Cuando Meryl Streep aceptó interpretar a Miranda Priestly en El diablo viste a la moda (2006), sabía que tenía en sus manos un personaje poderoso, pero no quiso interpretarlo como una jefa gritona ni como una caricatura de maldad. Quiso algo más inquietante: una mujer que dominara a todos con solo bajar la voz.
Desde el primer día de rodaje, Streep tomó una decisión drástica: no rompería el personaje fuera de cámara. No charlaría con el elenco, no haría bromas entre tomas y mantendría una distancia fría con Anne Hathaway y Emily Blunt, sus compañeras. Lo hacía para que ambas sintieran de verdad la presión y la inseguridad de estar frente a su jefa.
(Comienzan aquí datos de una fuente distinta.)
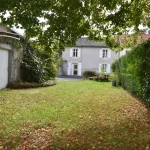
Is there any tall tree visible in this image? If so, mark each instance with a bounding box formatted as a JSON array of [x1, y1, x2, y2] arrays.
[[0, 0, 150, 51]]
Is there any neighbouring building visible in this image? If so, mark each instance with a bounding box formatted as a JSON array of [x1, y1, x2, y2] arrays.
[[0, 24, 22, 89], [61, 37, 118, 76]]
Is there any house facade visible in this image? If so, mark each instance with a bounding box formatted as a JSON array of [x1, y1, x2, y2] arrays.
[[0, 25, 22, 89], [62, 37, 118, 76]]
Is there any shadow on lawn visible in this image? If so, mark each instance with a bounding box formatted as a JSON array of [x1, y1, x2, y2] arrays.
[[0, 120, 150, 150]]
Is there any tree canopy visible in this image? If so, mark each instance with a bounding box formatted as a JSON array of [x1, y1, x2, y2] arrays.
[[0, 0, 150, 52]]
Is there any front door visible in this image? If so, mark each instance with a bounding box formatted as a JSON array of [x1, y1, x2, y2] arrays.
[[73, 64, 78, 75]]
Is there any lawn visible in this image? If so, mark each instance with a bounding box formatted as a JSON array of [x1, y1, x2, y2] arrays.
[[0, 80, 150, 150]]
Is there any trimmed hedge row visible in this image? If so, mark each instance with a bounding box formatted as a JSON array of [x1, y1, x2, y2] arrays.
[[111, 40, 150, 104]]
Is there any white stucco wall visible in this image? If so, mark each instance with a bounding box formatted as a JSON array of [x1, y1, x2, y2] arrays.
[[62, 47, 118, 75]]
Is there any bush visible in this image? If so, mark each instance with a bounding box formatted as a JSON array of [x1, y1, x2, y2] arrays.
[[83, 70, 97, 79], [112, 40, 150, 104]]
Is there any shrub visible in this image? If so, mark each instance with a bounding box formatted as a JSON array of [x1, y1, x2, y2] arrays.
[[83, 70, 97, 79], [112, 40, 150, 104]]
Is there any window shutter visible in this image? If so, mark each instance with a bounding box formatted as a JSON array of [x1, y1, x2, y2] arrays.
[[99, 49, 103, 58], [78, 63, 82, 76], [107, 64, 110, 73], [67, 62, 71, 75], [108, 50, 111, 58], [70, 48, 73, 57], [98, 64, 102, 73], [78, 49, 81, 57]]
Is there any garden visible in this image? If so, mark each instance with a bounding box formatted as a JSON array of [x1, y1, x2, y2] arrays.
[[0, 80, 150, 150]]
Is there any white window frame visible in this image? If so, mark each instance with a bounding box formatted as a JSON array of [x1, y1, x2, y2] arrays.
[[99, 48, 111, 59], [70, 48, 81, 58], [72, 48, 78, 57], [102, 49, 108, 58], [99, 64, 110, 74]]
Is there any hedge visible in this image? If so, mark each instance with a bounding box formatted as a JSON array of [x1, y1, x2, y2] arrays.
[[111, 40, 150, 104]]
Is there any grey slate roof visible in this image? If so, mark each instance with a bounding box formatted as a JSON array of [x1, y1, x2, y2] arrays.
[[76, 37, 107, 47]]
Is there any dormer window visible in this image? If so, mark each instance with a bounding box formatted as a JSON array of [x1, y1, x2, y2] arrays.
[[70, 48, 81, 58], [102, 49, 108, 58], [73, 48, 78, 57], [99, 48, 111, 59]]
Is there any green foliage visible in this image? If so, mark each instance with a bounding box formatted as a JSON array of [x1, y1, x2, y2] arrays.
[[0, 0, 150, 52], [111, 40, 150, 104], [21, 44, 57, 83], [83, 70, 97, 79]]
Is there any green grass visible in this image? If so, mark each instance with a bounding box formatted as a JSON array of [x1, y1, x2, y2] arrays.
[[0, 80, 150, 150]]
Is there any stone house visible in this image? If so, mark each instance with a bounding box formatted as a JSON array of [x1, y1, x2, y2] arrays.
[[61, 37, 118, 76], [0, 24, 23, 89]]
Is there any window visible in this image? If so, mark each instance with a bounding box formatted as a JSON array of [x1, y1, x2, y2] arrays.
[[102, 49, 108, 58], [102, 64, 107, 72], [99, 64, 110, 73], [73, 48, 78, 57], [70, 48, 81, 58]]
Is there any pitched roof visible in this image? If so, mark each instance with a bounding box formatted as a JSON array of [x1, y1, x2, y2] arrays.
[[119, 34, 150, 44], [76, 37, 107, 47]]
Esa frialdad afectó el ambiente del set. Hathaway contó años después que le resultaba incómodo saludarla o mirarla directamente, porque Meryl nunca salía de su papel. “Era como si Miranda estuviera realmente en la habitación.”
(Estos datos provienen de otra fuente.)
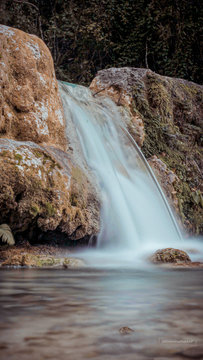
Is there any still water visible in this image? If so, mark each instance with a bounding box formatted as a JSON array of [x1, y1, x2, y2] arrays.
[[0, 267, 203, 360]]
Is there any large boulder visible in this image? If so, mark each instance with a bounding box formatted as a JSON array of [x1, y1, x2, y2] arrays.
[[0, 25, 99, 243], [0, 139, 99, 240], [90, 67, 203, 234], [0, 25, 66, 149]]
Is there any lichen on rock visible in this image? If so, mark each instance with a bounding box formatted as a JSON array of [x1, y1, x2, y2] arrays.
[[0, 139, 99, 240], [149, 248, 191, 264], [0, 25, 67, 149], [0, 253, 85, 269]]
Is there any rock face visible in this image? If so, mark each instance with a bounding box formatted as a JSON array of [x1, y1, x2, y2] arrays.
[[0, 25, 66, 149], [148, 155, 180, 218], [90, 68, 144, 146], [0, 25, 99, 242], [150, 248, 191, 264], [90, 68, 203, 234], [0, 254, 85, 269], [0, 139, 99, 240]]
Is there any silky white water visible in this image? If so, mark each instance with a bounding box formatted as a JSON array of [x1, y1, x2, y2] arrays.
[[60, 83, 190, 262]]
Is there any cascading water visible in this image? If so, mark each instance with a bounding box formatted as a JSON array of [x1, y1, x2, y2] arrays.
[[60, 83, 181, 260]]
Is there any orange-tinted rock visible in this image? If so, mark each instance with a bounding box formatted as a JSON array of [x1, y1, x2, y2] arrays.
[[90, 67, 203, 234], [0, 139, 99, 240], [0, 25, 66, 149], [90, 68, 144, 146]]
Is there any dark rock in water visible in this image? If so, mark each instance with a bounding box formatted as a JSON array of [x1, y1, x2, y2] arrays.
[[119, 326, 135, 335], [149, 248, 191, 264]]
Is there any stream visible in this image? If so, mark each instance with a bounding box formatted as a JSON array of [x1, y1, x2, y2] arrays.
[[0, 267, 203, 360]]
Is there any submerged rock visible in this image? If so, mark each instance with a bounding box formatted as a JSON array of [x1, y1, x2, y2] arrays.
[[149, 248, 191, 264], [90, 67, 203, 234], [1, 254, 85, 269], [0, 25, 66, 149], [119, 326, 135, 335]]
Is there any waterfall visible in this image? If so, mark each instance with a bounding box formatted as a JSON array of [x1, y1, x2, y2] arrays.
[[60, 82, 181, 255]]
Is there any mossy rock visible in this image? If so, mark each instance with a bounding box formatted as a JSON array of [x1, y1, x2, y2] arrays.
[[1, 254, 85, 269], [149, 248, 191, 264]]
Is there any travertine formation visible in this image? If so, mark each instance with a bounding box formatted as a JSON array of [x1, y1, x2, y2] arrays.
[[0, 25, 99, 242], [0, 25, 66, 149], [90, 67, 203, 234]]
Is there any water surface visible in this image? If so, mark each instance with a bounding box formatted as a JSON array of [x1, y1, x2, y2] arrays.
[[0, 268, 203, 360]]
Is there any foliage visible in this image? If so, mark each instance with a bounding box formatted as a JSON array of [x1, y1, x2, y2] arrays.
[[0, 0, 202, 84]]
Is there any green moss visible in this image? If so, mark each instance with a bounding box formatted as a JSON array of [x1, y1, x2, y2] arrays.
[[133, 73, 202, 233], [30, 203, 42, 216]]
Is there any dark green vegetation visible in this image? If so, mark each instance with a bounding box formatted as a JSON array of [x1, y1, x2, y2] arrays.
[[0, 0, 202, 84]]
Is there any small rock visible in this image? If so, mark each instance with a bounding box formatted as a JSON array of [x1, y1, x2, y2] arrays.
[[119, 326, 135, 335], [149, 248, 191, 264]]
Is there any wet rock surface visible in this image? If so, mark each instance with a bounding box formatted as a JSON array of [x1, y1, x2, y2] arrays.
[[90, 67, 203, 234], [0, 25, 67, 150], [149, 248, 191, 265], [0, 25, 100, 242], [0, 139, 99, 240], [119, 326, 134, 335], [1, 254, 85, 269]]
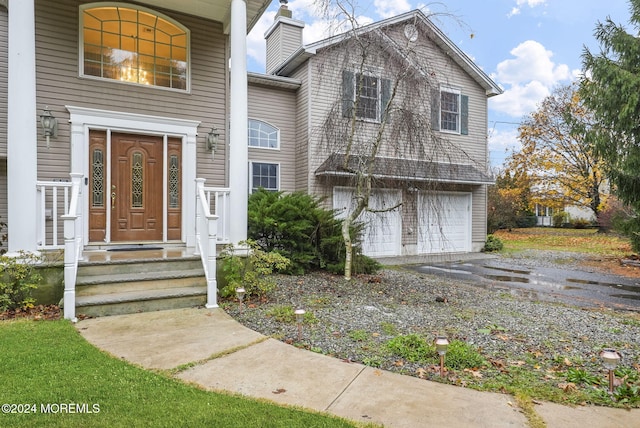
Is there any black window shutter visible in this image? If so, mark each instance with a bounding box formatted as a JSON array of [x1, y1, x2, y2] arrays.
[[380, 79, 391, 120], [342, 70, 355, 117], [431, 89, 440, 131], [460, 95, 469, 135]]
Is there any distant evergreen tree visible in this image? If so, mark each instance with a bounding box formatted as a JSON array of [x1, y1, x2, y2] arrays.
[[580, 0, 640, 251]]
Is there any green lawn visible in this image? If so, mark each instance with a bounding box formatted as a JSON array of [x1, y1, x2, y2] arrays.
[[0, 320, 358, 428], [494, 227, 632, 257]]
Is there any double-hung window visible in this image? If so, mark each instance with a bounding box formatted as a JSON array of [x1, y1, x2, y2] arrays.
[[249, 119, 280, 149], [440, 90, 460, 133], [342, 70, 391, 122], [249, 162, 280, 192], [432, 87, 469, 135]]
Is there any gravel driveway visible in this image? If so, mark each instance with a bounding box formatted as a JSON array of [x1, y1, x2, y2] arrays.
[[223, 252, 640, 408]]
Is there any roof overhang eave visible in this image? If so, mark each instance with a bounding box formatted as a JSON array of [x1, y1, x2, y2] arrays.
[[315, 171, 495, 186]]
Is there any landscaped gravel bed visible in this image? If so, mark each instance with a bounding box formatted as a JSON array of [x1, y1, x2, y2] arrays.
[[223, 253, 640, 406]]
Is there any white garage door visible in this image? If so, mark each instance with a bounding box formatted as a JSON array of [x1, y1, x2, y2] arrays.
[[333, 187, 402, 257], [418, 192, 471, 254]]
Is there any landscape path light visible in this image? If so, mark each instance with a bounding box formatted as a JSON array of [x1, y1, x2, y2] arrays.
[[294, 309, 305, 342], [433, 336, 449, 377], [236, 287, 246, 313], [600, 348, 622, 392]]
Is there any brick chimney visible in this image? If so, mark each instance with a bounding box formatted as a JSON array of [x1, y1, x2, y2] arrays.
[[264, 0, 304, 74]]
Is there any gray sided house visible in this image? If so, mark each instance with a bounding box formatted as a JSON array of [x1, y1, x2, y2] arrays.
[[0, 0, 501, 319], [249, 6, 502, 257], [0, 0, 270, 318]]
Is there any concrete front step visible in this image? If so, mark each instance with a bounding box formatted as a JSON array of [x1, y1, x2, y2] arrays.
[[76, 257, 207, 316], [76, 286, 207, 317], [76, 267, 204, 289]]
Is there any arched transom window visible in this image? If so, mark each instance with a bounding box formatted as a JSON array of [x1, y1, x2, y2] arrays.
[[80, 3, 189, 90]]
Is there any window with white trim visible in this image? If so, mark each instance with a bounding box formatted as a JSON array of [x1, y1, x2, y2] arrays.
[[342, 70, 391, 122], [249, 119, 280, 149], [440, 89, 460, 133], [80, 3, 190, 91], [431, 86, 469, 135], [249, 162, 280, 192]]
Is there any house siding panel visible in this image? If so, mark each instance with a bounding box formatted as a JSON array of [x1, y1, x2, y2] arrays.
[[36, 0, 227, 186], [0, 6, 9, 157], [293, 64, 311, 192], [0, 158, 8, 250], [249, 85, 296, 192]]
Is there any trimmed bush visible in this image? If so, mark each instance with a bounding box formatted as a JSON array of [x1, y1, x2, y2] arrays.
[[248, 189, 380, 275], [0, 252, 42, 312], [482, 235, 504, 253], [220, 240, 290, 297]]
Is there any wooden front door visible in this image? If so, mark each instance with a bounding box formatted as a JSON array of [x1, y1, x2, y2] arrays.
[[110, 133, 162, 241], [89, 131, 182, 242]]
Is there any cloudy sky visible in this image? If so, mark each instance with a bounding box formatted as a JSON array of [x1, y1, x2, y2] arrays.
[[247, 0, 629, 166]]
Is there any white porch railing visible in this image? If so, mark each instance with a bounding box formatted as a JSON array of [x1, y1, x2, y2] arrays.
[[195, 178, 218, 308], [203, 182, 231, 244], [36, 181, 72, 250], [61, 173, 83, 322]]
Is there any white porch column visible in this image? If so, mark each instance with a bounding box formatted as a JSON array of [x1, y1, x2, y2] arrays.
[[229, 0, 249, 244], [7, 0, 37, 253]]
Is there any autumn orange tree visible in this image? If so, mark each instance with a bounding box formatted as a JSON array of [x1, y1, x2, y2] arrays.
[[507, 85, 606, 224], [487, 169, 532, 233]]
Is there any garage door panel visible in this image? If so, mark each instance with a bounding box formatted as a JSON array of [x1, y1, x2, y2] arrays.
[[418, 193, 471, 254]]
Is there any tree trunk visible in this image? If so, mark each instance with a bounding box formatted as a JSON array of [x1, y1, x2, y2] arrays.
[[342, 215, 353, 281]]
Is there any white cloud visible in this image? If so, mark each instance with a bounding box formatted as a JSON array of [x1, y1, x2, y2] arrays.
[[516, 0, 547, 7], [489, 40, 577, 118], [373, 0, 412, 19], [489, 126, 521, 166], [507, 0, 548, 18], [507, 7, 520, 18]]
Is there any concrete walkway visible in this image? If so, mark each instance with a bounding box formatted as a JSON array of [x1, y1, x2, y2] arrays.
[[77, 309, 640, 428]]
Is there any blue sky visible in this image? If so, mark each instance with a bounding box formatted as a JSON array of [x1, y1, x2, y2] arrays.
[[247, 0, 629, 167]]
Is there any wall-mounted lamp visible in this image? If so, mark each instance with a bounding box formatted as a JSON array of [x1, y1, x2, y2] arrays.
[[40, 106, 58, 149], [207, 126, 220, 156]]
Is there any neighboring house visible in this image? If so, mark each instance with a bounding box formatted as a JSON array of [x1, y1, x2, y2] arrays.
[[249, 2, 502, 257], [0, 0, 501, 316]]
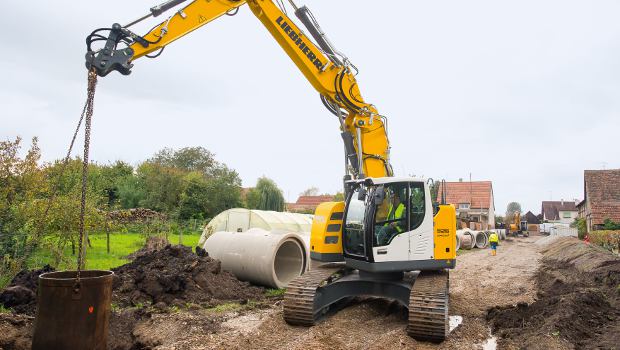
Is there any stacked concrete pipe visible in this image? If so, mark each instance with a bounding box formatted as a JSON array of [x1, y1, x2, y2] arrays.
[[456, 229, 474, 249], [472, 231, 489, 249], [204, 228, 310, 288]]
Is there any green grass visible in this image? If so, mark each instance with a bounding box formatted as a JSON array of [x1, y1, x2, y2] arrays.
[[28, 233, 200, 270]]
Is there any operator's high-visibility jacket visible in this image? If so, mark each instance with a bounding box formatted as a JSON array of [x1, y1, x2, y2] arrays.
[[384, 203, 405, 233]]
Cuando terminó el rodaje, Streep se acercó a Anne y le dijo con calma: “Fue un placer trabajar contigo. Lo siento si fui insoportable.” Hathaway solo pudo reír. Entendió que ese silencio constante fue, en realidad, una herramienta de interpretación.
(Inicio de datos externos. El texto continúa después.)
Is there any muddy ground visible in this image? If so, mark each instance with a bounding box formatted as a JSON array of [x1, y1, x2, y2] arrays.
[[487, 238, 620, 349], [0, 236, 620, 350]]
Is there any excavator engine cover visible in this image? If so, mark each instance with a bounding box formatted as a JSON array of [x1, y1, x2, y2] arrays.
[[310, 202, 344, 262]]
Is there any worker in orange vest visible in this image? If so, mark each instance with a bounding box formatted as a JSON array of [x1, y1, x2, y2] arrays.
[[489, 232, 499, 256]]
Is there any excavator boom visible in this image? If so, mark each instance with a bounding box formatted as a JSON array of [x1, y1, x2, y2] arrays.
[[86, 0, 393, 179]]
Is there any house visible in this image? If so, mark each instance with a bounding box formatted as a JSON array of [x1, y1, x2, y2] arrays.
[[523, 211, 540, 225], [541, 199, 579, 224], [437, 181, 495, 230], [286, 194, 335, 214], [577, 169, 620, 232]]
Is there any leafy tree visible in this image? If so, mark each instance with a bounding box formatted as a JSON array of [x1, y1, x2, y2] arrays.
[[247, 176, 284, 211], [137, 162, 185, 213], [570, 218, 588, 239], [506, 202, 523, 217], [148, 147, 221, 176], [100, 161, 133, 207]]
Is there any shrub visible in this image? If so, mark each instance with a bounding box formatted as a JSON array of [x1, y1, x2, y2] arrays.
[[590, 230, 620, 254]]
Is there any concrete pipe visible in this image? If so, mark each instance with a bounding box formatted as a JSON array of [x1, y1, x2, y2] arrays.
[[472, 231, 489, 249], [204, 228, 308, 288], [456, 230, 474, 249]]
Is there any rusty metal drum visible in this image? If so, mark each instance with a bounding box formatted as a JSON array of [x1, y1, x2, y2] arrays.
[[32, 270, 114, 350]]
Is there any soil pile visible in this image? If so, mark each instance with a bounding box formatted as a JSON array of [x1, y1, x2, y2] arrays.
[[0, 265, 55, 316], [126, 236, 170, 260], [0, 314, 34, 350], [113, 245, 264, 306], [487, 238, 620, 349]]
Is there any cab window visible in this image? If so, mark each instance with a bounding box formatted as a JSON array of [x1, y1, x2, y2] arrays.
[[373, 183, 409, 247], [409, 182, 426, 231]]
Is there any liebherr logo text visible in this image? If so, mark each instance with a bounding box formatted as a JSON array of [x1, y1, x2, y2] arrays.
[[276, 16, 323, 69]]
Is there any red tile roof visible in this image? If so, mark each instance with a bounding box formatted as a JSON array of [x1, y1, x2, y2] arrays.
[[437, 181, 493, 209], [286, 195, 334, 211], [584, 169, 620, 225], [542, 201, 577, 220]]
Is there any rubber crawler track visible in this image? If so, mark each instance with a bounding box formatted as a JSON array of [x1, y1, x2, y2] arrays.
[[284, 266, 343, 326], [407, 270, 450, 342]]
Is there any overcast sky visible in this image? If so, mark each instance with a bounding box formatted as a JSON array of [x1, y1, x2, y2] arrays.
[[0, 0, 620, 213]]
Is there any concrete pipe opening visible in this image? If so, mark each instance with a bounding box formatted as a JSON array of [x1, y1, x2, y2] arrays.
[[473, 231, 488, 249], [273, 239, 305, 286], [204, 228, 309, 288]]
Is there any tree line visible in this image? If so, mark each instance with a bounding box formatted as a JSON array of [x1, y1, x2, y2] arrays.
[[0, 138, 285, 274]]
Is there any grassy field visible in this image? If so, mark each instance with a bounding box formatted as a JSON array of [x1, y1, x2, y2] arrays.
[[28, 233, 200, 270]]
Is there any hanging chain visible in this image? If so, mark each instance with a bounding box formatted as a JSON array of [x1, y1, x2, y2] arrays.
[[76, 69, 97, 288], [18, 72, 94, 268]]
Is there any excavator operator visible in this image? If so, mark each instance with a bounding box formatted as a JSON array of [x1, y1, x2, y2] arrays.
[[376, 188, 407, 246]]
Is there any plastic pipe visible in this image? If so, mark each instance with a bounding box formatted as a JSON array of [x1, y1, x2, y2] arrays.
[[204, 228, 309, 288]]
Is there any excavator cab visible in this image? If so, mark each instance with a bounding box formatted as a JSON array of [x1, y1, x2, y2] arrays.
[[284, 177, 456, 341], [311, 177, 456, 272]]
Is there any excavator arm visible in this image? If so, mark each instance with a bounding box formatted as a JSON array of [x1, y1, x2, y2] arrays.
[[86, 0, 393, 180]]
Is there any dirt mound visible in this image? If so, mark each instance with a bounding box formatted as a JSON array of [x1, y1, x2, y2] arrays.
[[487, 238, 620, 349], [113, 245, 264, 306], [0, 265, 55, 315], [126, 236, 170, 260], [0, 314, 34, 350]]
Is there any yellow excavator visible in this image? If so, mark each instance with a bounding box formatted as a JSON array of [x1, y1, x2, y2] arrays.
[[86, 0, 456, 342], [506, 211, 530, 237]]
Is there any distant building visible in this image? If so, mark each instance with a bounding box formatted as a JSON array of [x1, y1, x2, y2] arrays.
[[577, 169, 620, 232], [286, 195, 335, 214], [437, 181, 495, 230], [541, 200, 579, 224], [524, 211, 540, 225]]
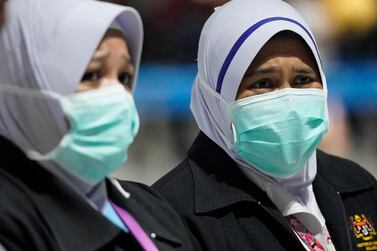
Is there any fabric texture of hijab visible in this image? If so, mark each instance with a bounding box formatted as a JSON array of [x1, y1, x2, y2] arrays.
[[0, 0, 143, 207], [191, 0, 327, 229]]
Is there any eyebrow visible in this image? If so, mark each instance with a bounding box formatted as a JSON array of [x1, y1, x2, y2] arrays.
[[293, 67, 317, 74], [91, 51, 110, 62], [245, 66, 278, 77]]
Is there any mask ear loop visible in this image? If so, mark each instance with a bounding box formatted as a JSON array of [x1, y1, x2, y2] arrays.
[[197, 74, 235, 150]]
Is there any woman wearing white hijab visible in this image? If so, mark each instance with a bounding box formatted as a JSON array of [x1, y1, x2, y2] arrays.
[[153, 0, 377, 251], [0, 0, 191, 251]]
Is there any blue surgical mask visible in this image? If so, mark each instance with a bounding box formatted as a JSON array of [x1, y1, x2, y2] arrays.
[[46, 85, 139, 183], [228, 88, 328, 178]]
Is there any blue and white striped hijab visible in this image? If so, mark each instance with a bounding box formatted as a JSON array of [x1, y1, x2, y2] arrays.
[[191, 0, 327, 196]]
La actuación le valió a Streep otra nominación al Óscar, y su versión de Miranda Priestly se convirtió en un ícono cultural. Pero lo más curioso es que el verdadero temor que todos sentían en el set no era fingido. Era el resultado de la presencia de Meryl, que había decidido liderar con la quietud de una tormenta contenida.